Pour rembourser un camarade, un lycéen utilise un faux billet. Celui-ci, circulant de main en main, de quiproquos en manipulations, va petit à petit provoquer le chaos.


Comme No Country for Old Men (dans un style on ne peut plus opposé, cependant), voici donc un film qui décrit la tranquille contamination du mal.

La couleur (+ le son beaucoup moins épuré) font comme prévu tomber une barrière qui posait jusqu’ici clairement les anciens films à distance de tout réalisme, parant le jeu très atonal des comédiens d’une abstraction évidente et charismatique. Ce n’est plus le cas ici… Quand, en ouverture, un lycéen tout ce qu’il y a de plus naturel, dans un décor tout ce qu’il y a de plus naturel, aux couleurs fades tout ce qu’il y a de plus naturelles, se met à haranguer son père avec la motivation d’une boîte vocale, il y a comme un bug…

Il faut donc du temps, même avec l’habitude de ce cinéma, pour rentrer dans le film, car pendant un moment ca ressemble surtout à du petit Bresson illustré, avec sa batterie de plans de mains et autres portes réduits à un automatisme éteint.
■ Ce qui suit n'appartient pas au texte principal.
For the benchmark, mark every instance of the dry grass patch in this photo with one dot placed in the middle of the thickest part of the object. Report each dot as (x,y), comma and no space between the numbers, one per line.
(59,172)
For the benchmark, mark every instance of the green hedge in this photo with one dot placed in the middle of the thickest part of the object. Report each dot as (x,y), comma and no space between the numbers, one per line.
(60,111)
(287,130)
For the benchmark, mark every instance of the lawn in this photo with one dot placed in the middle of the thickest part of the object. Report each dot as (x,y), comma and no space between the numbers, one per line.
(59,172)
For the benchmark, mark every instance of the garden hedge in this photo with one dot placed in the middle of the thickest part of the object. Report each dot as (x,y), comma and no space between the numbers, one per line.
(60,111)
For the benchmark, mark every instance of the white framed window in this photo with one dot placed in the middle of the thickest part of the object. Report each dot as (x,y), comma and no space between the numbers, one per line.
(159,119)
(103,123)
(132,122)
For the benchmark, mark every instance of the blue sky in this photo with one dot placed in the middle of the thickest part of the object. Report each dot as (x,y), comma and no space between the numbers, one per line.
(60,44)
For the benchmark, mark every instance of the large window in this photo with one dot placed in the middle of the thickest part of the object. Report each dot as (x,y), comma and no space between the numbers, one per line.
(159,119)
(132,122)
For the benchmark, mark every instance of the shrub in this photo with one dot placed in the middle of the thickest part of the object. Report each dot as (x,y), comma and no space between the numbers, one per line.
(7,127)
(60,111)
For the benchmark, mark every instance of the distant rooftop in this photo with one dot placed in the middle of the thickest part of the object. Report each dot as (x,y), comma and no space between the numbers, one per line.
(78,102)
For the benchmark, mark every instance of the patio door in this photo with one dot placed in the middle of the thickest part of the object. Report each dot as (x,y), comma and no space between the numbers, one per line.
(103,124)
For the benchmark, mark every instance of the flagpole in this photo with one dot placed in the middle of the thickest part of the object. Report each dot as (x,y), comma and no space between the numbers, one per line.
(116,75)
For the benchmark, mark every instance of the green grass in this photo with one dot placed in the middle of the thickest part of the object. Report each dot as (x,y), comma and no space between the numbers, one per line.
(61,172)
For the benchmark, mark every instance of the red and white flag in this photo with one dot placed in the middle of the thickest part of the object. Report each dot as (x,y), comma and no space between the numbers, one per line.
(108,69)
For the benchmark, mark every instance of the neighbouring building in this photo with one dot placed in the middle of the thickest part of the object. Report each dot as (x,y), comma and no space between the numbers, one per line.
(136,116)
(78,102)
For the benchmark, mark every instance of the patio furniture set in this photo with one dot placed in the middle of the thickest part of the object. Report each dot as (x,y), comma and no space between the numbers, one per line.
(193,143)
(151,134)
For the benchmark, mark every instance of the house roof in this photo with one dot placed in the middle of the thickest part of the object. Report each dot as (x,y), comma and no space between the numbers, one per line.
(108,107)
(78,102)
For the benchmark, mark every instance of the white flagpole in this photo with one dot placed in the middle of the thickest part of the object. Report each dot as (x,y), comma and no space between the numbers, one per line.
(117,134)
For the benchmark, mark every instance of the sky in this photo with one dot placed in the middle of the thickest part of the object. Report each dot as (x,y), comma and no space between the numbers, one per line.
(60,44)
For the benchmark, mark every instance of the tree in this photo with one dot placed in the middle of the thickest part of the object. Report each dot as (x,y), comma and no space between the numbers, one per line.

Que ce soit voulu ou non par lui, la filmographie a ici atteint un stade d’assèchement terminal, au-delà duquel ce cinéma ne pourrait plus tenir. L’image ne joue même plus sur la classe de l’épure, plus rien n’y est directement séduisant : tout est posé à plat.


Le film n’a aucune prétention morale, ni "message" : le billet qui transite, et bientôt derrière lui toutes sortes de biens, n’est qu’un fil rouge permettant de nous faire visiter la perfection calme de la toile d’araignée de cause et d’effets, système sur lequel aucun protagoniste n’a de pouvoir, même lorsqu’ils le croient (cf le pseudo robin des bois). Les personnages n’existent plus, et la grâce façon lumière chrétienne qui inondait jusqu’alors sa filmo a disparu... Chez Bresson, j’ai toujours eu l’impression d’un lyrisme fort, contenu, qui se retient, prêt à exploser à tout moment, le dépouillement semblant alors résister à une pression qu’on te laisse imaginer émouvante et prometteuse. Ici, cette force intérieure est morte (plus de musique du tout, d’ailleurs), délaissant les individus à l’état de pantins, ce dont certains (la vieille, le héros) finissent d’ailleurs visiblement par avoir parfaitement conscience.

Et de cette rigueur implacable au travail, qui ne se permet plus aucun écart, finissent naturellement par émerger des vagues de beauté glacée, états de grâce en creux qui s’incarnent dans les sursauts d’horreur discrète : le casse de la banque, la torgnole qui fait doucement secouer le contenu d’un bol, et puis surtout ce final tétanisant, fulgurant, total. Une scène parfaite, de violence et d’ellipses… Direct, sans hésiter une seconde, la plus belle scène de toute sa carrière. Je suis d’ailleurs pas loin de penser que tout le cinéma d’Haneke a été conditionné par cette séquence là…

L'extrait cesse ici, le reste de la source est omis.